Hope on the Horizon: Steele Center Cancer Vaccine Advances toward Clinical Trials
For more than 10 years, pediatric oncologist Emmanuel Katsanis, MD, professor of pediatrics, and his research team have been developing a cancer vaccine called CRCL (Chaperone Rich Cell Lysate). Now, the vaccine is heading toward its first clinical trial.
“We’re gratified to see our research progress,” says Dr. Katsanis. Immunovative Therapies, LTD, a cancer research-and-development company in Israel, purchased an exclusive license to the CRCL patent. The new vaccine product has been named AlloVax™, which is designed to treat patients with newly diagnosed blood cancers like leukemia, lymphoma and multiple myeloma.
When an individual develops a blood cancer, aggressive chemotherapy often can induce remission. Unfortunately, because these treatments are unable to eliminate all of the microscopic cancer cells, the cancer frequently returns. The returning cancers are deadly because they have developed a resistance to chemotherapy.

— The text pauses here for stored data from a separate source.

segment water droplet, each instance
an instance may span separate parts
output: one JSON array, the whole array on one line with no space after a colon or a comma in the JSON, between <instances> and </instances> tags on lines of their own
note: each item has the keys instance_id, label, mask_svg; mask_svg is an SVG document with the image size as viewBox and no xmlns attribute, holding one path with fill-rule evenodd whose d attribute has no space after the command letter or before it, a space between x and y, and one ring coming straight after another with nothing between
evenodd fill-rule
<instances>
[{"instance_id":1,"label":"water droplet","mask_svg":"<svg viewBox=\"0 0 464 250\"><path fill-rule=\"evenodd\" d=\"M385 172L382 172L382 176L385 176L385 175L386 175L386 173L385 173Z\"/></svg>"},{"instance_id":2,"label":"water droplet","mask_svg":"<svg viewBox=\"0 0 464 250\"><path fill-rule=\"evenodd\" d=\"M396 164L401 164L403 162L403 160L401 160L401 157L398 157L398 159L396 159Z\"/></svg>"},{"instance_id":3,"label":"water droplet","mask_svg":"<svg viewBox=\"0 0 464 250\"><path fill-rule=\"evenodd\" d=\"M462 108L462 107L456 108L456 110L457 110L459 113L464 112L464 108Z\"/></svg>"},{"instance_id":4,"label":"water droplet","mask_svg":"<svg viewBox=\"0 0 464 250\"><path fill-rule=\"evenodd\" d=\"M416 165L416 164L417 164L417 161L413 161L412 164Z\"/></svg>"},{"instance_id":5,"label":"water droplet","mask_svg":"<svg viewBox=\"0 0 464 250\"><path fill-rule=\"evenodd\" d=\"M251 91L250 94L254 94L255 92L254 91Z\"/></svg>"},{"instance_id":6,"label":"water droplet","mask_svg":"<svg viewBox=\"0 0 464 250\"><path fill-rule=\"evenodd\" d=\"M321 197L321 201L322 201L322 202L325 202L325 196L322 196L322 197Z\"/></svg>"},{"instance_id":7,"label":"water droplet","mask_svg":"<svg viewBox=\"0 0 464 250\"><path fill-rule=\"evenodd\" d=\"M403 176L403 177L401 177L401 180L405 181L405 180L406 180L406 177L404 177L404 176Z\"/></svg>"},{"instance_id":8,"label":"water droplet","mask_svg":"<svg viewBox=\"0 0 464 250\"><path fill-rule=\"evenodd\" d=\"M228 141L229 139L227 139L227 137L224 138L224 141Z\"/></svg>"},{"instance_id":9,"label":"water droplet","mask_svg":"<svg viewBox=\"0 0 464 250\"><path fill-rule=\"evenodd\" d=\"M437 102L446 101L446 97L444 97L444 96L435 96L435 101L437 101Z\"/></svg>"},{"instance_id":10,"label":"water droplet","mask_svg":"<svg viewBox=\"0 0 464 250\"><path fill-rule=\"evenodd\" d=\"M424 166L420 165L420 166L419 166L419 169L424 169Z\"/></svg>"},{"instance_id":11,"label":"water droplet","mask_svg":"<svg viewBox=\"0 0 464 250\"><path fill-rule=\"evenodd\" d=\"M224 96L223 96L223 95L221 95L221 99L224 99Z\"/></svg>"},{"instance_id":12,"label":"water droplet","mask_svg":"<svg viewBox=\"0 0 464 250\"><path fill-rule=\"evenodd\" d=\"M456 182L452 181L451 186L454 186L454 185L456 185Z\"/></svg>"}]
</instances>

AlloVax™ is designed to “train” the cancer patient’s immune system to identify and eliminate the cancer cells in the patient’s blood, keeping the patient in remission without the need for additional treatment. Before an individual diagnosed with a blood cancer is treated with chemotherapy, a sample of the cancer is removed from his or her body. While receiving chemotherapy, the cancer sample is processed in the lab to extract the chaperone proteins.
“AlloVax is truly a personalized and novel vaccine designed to train the immune system to destroy cancer cells,” says Dr. Katsanis. “It is designed to keep you in remission after you have been treated with chemotherapy and/or radiation.”